What is the Irish backstop issue?

  • “Republic of Ireland” is an independent country that is an EU member, while “Northern Ireland” is an autonomous territory within the UK.
  • The UK and Ireland are currently part of the EU single market and customs union.
  • So products do not need to be inspected for customs and standards.
  • But after Brexit, the two parts of Ireland could be in different customs and regulatory regimes, which could mean products being checked at the border.
  • The UK government does not want this to happen and the EU also does not want any hardening of the border.
  • However, the current Brexit provisions, which include leaving the customs union and the single market, make this very difficult.
  • In this backdrop, the backstop is an arrangement to maintain an open border on the island of Ireland.
  • The arrangement allows the flow of goods between Northern Ireland and the Republic of Ireland.
  • This is only in the event that the UK leaves the EU without securing an all-encompassing deal.
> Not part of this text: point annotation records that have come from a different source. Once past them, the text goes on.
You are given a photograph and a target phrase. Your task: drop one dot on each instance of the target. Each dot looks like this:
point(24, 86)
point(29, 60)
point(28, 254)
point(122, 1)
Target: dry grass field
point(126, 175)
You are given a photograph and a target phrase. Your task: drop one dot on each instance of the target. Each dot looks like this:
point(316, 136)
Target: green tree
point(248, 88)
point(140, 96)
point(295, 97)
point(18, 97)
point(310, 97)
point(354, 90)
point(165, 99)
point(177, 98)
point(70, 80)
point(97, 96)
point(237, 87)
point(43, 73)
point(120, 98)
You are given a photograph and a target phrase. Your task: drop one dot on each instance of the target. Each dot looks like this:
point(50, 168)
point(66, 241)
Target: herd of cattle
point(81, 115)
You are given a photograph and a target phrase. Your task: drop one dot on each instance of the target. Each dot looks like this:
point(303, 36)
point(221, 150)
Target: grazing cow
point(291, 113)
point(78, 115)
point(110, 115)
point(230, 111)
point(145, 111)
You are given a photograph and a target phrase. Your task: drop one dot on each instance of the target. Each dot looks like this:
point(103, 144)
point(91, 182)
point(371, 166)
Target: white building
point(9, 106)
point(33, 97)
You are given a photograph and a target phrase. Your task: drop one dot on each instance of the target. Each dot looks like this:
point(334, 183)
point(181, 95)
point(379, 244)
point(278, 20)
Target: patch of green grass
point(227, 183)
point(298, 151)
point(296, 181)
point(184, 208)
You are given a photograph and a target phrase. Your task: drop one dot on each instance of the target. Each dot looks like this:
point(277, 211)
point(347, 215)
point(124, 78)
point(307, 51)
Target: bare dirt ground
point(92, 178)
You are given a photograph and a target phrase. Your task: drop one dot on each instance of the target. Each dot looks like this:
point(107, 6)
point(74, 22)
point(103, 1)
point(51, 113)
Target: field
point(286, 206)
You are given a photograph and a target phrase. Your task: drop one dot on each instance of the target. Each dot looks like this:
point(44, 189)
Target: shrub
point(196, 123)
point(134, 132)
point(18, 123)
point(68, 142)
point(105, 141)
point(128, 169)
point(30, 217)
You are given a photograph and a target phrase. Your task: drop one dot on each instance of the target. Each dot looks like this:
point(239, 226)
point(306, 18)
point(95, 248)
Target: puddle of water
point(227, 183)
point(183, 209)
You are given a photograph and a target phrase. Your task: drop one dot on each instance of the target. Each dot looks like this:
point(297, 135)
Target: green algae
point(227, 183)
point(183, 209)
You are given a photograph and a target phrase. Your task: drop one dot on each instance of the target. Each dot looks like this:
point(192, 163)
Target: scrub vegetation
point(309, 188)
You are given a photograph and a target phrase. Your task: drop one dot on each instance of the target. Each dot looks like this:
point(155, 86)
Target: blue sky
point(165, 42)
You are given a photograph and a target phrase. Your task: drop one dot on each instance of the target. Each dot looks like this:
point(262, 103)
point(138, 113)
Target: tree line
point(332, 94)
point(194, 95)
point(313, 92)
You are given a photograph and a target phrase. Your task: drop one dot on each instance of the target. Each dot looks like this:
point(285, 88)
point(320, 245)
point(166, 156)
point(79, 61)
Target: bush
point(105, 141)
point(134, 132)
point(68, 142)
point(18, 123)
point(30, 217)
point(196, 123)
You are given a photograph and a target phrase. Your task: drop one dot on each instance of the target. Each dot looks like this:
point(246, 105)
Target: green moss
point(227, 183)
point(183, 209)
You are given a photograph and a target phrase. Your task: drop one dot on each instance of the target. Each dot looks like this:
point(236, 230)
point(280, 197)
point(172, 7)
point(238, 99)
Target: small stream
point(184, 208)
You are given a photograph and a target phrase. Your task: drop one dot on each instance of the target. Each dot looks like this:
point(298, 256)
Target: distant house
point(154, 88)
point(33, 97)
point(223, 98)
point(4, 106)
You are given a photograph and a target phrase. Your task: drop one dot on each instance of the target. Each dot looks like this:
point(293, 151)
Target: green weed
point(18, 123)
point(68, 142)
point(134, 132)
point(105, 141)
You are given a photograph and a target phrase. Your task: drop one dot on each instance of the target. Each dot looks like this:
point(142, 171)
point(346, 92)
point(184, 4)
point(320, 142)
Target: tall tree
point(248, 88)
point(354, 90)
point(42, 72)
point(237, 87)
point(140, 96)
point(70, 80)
What are the challenges ahead?

  • The EU is less likely to ensure that the backstop will not indefinitely lock Britain into a customs union with the EU.
  • But that would necessarily limit London’s freedom to make trade deals with third states.
  • Logically, Brexit supporters oppose this, whose prime motive is to regain sovereignty.
  • Besides, deep differences persist within the Conservative and Labour parties on the terms of exit they must obtain from Brussels.
  • There is also increasing clamour for a second referendum from remainers in the two parties.
  • These groups view the uncertainty as symptomatic of a flawed Brexit project.
  • They say the citizens should be enabled to make a more informed decision, given the mounting evidence on the economic impact of Brexit.
  • But this view had, nevertheless, to be balanced with the consideration that the majority of MPs have resolved to respect the June 2016 referendum.
  • In any case, a reversal of the 2016 Brexit result is not a guaranteed outcome.
  • Given all these, an extension of the exit date seems the least controversial among many other alternatives for Ms. May for now.